Show field only $home or $home->child page

[Thomas F.]

Hello,

I'm very new in processwire development and I have a question and I hope somebody can help me.

I developing a site with a logo in the middle auf the top navbar. On the left and the right site from the logo two navigation links (or maybe more).
I insert a select-field in the template with two entries: LeftFromLogo and RightFromLogo
Now it's possible for the user to decide on which site the navigation link appears.

So now my problem. The select-field should only appear when user create a page under the $home ($home->children).
I used: "Show this field only if" with different entries but with no success.

OK i can solve this with different templates, but this is also for me to learn.

Thank you for your support
Thomas

 

[BillH]

Hi, and welcome to the forums!

I recommend that you use different templates for the home page and child pages. This should make doing what you need in the back end (editing) pages straightforward

Then for the template files, there are various approaches you could use. Probably the easiest would be the one described under "Direct Output with Includes" at https://processwire.com/docs/tutorials/how-to-structure-your-template-files/. For example, the includes for both template files might be head, body and footer sections, but a menu section could be different in each.

Let us know if you need further help!

[Robin S]

13 hours ago, Thomas F. said:

I used: "Show this field only if" with different entries but with no success.

The core show-if can only work when the test relates to values that are contained in inputfields in the Page Edit form, (e.g. "some_field=foo"). Technically there is a field in Page Edit that relates to the parent - the "Parent" (parent_id) field on the Settings tab. But that inputfield is set to AJAX-load so the value isn't available to the inputfield dependencies JS.

But you can use the Custom Inputfield Dependencies module to create show-if conditions that are evaluated by PHP rather than JS: https://processwire.com/modules/custom-inputfield-dependencies/

You would create a show-if condition like this:

[szabesz]

16 hours ago, Robin S said:

The core show-if can only work when the test relates to values that are contained in inputfields in the Page Edit form, (e.g. "some_field=foo").

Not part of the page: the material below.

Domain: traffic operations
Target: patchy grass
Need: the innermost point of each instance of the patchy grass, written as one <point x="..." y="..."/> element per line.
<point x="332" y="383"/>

It also has issues like fields not having edit rights make conditions not being evaluated properly. Also, Presentation settings like "Open + Locked (not editable)" and others make it fail to work. The way it is implemented in the core is half baked, has not been taken care of for years and based on the probably wrong design decision that it can be done with JavaScript only.

@Robin SYour module is a lifesaver indeed. Thanks a million!